If you live with a sports enthusiast or are one yourself, staying up to catch a big game or match may be a frequent occurrence. However, whether done from the stadium or the comforts of home, watching late-night sporting events can negatively impact your nightly rest. Sleep is crucial to your ability to learn, grow and maintain balanced hormone levels and immune systems. Without adequate sleep, you can be at higher risk of obesity, other health conditions and impaired functioning.
Below, we discuss how watching sports late at night can impede the quality and duration of your sleep. We also share some tips to help you create a healthy sleep routine to improve your odds of waking up rested — even after game day.

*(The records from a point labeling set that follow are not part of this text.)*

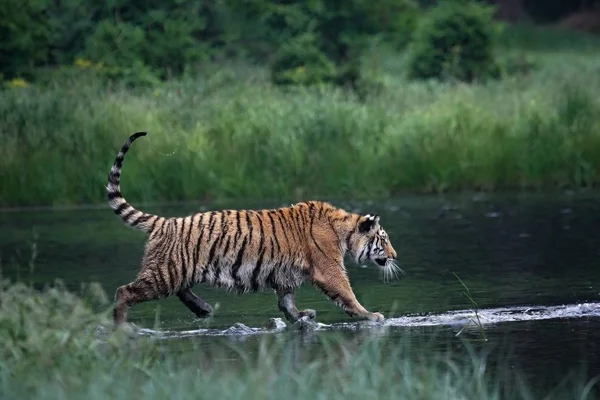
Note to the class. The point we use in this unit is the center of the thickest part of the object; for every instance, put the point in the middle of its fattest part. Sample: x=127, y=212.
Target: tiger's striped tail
x=117, y=202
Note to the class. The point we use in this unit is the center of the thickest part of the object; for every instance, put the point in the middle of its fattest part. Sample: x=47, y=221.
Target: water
x=530, y=262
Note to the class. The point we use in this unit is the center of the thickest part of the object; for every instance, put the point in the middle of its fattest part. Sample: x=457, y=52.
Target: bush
x=300, y=62
x=455, y=41
x=25, y=34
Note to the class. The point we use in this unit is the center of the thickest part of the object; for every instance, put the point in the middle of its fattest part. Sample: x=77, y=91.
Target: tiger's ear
x=368, y=222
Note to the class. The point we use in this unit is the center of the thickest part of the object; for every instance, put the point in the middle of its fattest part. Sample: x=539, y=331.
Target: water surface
x=537, y=251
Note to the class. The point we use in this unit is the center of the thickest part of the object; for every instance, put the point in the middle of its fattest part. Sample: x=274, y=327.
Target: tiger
x=246, y=251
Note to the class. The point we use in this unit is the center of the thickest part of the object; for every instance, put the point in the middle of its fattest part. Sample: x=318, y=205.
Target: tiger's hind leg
x=194, y=303
x=287, y=305
x=126, y=296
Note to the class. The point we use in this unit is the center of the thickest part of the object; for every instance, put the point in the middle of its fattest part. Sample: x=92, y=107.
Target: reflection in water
x=536, y=251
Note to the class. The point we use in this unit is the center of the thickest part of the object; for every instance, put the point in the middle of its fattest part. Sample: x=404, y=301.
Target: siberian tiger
x=249, y=250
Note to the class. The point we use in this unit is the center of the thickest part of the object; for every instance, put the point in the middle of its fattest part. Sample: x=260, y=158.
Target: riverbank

By design, the action-filled, high-stakes nature of sporting events can induce a roller coaster of emotions in fans as they watch a game progress. Whether you're conscious of these effects or not, an exciting game can create significant and measurable physiological changes within your body.
For example, during a study published in the Canadian Journal of Cardiology, researchers found that hockey spectators experienced an increase in their heart rates after watching a game. For those who watched the game live in person, the increase was significant and similar to “vigorous physical stress,” and those who watched a televised game experienced a heart rate increase similar to “moderate physical stress.”
Watching a sports game can also lead to a surge of hormones such as testosterone and cortisol in your body. Researchers discovered that testosterone levels increased in sports spectators after their favored team won a game. In another study, results showed cortisol levels were higher in soccer fans watching a big game than when not watching a game.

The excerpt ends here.